For once, now might be a good time to have a Bank of America home loan.
Under the $25 billion foreclosure settlement signed last month, Bank of America will offer to write down the loans of more than 200,000 underwater homeowners to market value, said Shaun Donovan, the Secretary of Housing and Urban Development, in an interview Monday with The Huffington Post. Other banks will also make these principal reductions, but are not required to offer as much relief, Donovan said.
"This is a universal program with deeper principal reduction than required [of other banks] under the settlement," Donovan said.
For four years, homeowners with loans owned by Bank of America have struggled, sweated, and swore in reaction to actions taken by the giant lender, which is notorious in housing circles for having one of the worst track records for servicing troubled home loans. It's unlikely that this one action, taken under duress, will change many minds, but offering borrowers principal reductions gives them the best chance to avoid foreclosure, many economists have said.
Bank of America must offer the deal to any borrowers who meet a certain set of criteria: Homeowners must be underwater, which means they owe more on their loan than their home is worth. They must be delinquent by more than 60 days on their mortgage payments. And their mortgage payments must account for more than a quarter of their income.
"This commitment is a good thing," said Ira Rheingold, executive director of the National Association of Consumer Advocates. "BofA also had the most incentive to get this [investigation] resolved."
Rheingold said that Bank of America, which is embroiled in many other legal battles over servicing misconduct, wanted more than the other banks to get the attorney general investigation behind it, so it may have offered more complete principal reductions as an extra incentive to get a deal done.

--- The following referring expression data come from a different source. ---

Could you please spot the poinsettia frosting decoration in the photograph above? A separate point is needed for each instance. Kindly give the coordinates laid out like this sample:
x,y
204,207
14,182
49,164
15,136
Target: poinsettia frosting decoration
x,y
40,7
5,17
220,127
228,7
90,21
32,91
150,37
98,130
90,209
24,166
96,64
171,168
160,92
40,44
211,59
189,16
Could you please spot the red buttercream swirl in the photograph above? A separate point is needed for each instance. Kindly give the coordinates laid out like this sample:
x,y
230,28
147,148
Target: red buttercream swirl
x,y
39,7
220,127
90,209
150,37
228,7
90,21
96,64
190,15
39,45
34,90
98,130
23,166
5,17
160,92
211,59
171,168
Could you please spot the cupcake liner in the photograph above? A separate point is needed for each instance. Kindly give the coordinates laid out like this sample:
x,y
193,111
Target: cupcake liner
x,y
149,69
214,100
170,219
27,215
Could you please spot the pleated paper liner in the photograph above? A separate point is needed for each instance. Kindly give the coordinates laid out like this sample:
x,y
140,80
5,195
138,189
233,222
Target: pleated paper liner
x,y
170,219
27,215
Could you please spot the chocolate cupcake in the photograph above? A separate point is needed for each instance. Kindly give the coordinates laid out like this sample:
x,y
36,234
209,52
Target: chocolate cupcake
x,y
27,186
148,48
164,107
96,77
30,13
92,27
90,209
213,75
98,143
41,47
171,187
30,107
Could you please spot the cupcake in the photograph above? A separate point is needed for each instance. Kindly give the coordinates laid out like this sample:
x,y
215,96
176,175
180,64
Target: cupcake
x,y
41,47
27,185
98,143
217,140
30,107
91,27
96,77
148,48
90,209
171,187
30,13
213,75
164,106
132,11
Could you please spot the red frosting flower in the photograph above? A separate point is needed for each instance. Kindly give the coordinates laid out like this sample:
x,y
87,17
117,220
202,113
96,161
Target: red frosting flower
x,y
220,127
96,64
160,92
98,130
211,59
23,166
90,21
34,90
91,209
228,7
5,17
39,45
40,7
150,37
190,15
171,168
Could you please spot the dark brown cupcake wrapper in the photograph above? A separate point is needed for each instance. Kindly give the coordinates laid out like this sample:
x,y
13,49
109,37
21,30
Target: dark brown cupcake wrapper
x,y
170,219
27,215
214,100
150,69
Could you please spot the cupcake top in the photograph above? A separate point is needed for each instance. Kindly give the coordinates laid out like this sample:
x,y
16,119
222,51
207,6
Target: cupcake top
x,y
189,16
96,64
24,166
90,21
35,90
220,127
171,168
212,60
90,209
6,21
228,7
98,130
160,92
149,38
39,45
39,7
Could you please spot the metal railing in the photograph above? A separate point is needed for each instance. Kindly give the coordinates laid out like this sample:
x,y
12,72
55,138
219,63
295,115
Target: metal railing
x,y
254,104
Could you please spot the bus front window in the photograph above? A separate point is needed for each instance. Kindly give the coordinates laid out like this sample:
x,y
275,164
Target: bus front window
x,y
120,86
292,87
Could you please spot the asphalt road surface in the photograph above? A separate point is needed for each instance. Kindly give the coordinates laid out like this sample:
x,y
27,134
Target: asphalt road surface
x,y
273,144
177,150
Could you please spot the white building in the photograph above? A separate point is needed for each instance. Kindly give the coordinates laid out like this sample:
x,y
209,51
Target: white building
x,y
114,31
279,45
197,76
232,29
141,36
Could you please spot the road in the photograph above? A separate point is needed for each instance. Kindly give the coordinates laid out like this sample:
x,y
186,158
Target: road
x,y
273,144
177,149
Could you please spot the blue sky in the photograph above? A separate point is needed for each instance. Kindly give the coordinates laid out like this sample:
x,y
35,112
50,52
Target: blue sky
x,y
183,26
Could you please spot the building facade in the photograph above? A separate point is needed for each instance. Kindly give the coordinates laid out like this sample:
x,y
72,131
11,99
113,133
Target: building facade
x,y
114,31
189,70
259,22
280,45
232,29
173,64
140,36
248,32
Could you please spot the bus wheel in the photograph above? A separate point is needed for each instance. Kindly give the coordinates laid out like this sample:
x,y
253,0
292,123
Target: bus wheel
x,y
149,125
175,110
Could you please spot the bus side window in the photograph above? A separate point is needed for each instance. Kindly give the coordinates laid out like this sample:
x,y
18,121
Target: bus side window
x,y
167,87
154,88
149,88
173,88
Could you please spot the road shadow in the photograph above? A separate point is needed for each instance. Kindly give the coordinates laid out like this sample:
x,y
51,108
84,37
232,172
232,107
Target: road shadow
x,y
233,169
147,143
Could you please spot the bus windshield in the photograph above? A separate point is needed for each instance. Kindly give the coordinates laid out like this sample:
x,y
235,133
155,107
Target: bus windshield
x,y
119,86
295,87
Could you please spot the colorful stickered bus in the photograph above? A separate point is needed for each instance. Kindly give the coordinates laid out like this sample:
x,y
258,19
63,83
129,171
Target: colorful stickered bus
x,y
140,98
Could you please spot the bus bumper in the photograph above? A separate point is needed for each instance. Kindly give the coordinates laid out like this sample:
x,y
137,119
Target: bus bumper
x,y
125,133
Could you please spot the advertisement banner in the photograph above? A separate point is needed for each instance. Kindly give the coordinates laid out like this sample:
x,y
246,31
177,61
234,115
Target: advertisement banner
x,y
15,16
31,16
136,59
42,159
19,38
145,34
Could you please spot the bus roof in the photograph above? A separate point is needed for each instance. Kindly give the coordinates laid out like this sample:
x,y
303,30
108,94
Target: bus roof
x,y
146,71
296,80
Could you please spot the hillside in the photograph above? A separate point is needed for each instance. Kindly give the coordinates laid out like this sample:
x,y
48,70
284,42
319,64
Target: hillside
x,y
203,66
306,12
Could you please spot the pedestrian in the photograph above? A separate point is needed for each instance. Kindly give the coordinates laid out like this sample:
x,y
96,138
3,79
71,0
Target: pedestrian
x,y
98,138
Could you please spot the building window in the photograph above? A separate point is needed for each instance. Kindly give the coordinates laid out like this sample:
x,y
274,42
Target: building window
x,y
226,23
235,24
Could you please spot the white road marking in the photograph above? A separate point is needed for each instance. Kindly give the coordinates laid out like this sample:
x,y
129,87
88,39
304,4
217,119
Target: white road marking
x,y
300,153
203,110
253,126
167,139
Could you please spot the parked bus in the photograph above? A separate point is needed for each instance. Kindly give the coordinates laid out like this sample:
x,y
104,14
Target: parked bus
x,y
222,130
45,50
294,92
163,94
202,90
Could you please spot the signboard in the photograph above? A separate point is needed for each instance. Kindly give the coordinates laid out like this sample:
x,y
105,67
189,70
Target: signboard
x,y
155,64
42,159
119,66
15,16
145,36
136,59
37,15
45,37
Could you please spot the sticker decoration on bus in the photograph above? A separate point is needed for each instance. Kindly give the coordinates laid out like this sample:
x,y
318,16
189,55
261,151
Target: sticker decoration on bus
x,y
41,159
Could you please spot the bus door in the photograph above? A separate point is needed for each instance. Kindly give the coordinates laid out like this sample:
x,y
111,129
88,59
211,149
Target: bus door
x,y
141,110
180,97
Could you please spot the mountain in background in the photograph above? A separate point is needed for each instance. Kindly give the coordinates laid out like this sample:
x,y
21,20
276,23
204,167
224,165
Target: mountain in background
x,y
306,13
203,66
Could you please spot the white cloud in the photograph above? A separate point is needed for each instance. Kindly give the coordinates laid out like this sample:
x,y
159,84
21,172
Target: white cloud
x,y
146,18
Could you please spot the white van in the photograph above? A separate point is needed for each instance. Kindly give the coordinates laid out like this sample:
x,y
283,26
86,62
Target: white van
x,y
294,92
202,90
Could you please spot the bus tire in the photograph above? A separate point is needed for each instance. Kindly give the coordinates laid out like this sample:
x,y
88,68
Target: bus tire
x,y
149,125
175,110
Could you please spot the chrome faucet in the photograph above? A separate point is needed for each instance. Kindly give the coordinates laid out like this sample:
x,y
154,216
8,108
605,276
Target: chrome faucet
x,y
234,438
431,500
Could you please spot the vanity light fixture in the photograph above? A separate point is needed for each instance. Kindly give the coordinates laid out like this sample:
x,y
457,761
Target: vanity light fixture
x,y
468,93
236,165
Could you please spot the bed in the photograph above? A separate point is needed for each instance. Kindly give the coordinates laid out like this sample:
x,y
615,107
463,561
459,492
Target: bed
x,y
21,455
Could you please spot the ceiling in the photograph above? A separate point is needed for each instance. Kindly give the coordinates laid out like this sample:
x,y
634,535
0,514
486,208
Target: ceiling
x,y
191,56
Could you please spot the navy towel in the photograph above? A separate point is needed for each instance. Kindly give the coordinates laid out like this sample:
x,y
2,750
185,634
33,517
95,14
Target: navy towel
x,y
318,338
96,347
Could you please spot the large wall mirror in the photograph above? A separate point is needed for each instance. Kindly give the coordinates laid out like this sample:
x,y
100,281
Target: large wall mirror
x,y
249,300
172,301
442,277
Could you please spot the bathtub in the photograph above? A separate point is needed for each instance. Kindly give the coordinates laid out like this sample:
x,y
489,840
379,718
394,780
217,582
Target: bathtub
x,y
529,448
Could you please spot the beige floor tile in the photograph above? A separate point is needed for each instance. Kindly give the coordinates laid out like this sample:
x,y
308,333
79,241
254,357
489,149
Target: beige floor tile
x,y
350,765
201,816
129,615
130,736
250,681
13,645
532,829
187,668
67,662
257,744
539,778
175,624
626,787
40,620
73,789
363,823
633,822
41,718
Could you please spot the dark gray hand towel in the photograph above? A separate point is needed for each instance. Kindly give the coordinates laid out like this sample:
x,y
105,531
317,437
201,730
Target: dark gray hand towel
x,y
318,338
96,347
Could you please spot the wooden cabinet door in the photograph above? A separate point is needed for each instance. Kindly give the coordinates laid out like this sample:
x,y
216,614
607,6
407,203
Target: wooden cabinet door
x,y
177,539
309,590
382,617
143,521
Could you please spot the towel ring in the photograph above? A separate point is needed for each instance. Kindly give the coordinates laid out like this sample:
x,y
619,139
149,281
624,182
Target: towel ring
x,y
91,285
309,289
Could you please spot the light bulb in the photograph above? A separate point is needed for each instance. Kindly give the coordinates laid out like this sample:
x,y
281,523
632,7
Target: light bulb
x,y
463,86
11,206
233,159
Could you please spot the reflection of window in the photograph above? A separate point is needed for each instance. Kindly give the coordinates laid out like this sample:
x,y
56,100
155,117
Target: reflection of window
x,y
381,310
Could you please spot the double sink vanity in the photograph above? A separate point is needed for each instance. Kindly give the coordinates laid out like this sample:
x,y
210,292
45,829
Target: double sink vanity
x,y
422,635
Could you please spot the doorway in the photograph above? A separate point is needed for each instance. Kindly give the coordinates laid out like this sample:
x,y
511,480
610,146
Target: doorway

“This program expands on other targeted principal reduction programs we offer to address the large volume of delinquent legacy Countrywide loans, and the goals are the same: To keep as many troubled borrowers in their homes as possible, reduce foreclosures, and help stabilize the housing market," a Bank of America spokesman said in a statement.
The deal, which was reached Feb. 9 but has not yet been finalized, requires Bank of America and four other banks -- JPMorgan Chase, Citigroup, Wells Fargo, and Ally Financial -- to provide at least $10 billion in principal reduction to underwater borrowers who are delinquent or at immediate risk of default. Bank of America is on the hook for the biggest share, $8.58 billion, though that also includes expenditures for refinancing programs.
Borrowers whose loans are held by the other banks won't get as much relief. While they collectively must provide more than $10 billion in relief to homeowners, they are not required to offer a principal reduction to all borrowers who fit into a particular demographic, as Bank of America might. When offering a principal reduction, they are also required to write down the loan value to only 120 percent of loan value, instead of to market value. (For example, a homeowner with a $300,000 mortgage but a home worth just $200,000 would qualify for the outstanding principal to be written down to $250,000.)
All told, the settlement would offer financial assistance for between 750,000 and 1 million homeowners, government officials have said.